I have a dataframe with column forenames. I have to create a new column first_name which has first string of characters before the first space or if hyphen occurs in first string of characters prior to first space within forenames.
|forenames | first_name |
+--------+---------------------+
|IVO-KAI ROGERS | IVO-KAI |
|DYLAN STUART JOHN| DYLAN |
|JOSH JACK | JOSH |
|MONALISA ELIEN | MONALISA |
|RACHEL- GREEN JOE|RACHEL-GREEN|
I have to create another new column middle_name which will have second string of characters from forenames after the first space followed by first_name. Expected Output will be:
|forenames | first_name | middle_name |
+--------+---------------------+-------------+
|IVO-KAI ROGERS | IVO-KAI | ROGERS |
|DYLAN STUART JOHN| DYLAN | STUART JOHN |
|JOSH JACK | JOSH | JACK |
|MONALISA ELIEN | MONALISA | ELIEN |
|RACHEL- GREEN JOE|RACHEL-GREEN| JOE |
To split the forenames column into first_name and last_name based on the first space occurrence, you can use SPLIT and SUBSTRING_INDEX functions in Spark SQL. Here's how you can achieve this.

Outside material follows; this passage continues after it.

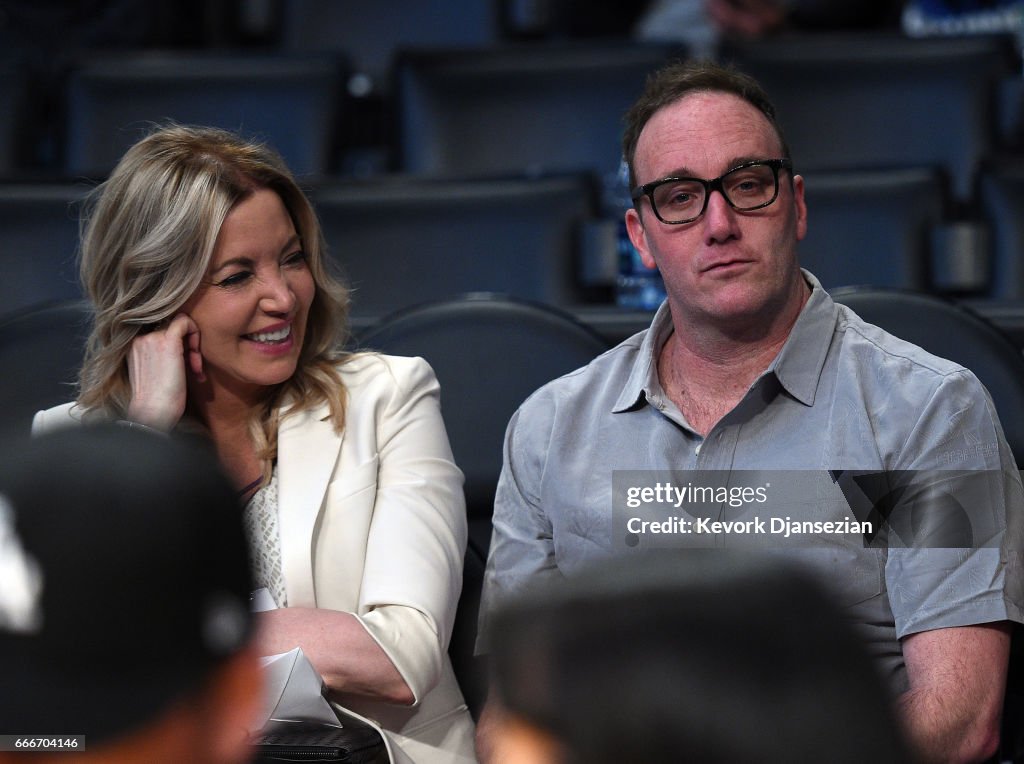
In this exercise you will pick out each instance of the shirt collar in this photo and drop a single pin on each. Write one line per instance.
(642, 382)
(797, 367)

scala> val dfa = spark.sql("SELECT forenames, SUBSTRING_INDEX(forenames, ' ', 1) AS first_name, SUBSTRING(forenames, LENGTH(SUBSTRING_INDEX(forenames, ' ', 1)) + 2) AS last_name FROM df")
dfa: org.apache.spark.sql.DataFrame = [forenames: string, first_name: string ... 1 more field]
scala> dfa.show(false)
+-----------------+----------+-----------+
|forenames |first_name|last_name |
+-----------------+----------+-----------+
|IVO-KAI ROGERS |IVO-KAI |ROGERS |
|DYLAN STUART JOHN|DYLAN |STUART JOHN|
|JOSH JACK |JOSH |JACK |
|MONALISA ELIEN |MONALISA |ELIEN |
+-----------------+----------+-----------+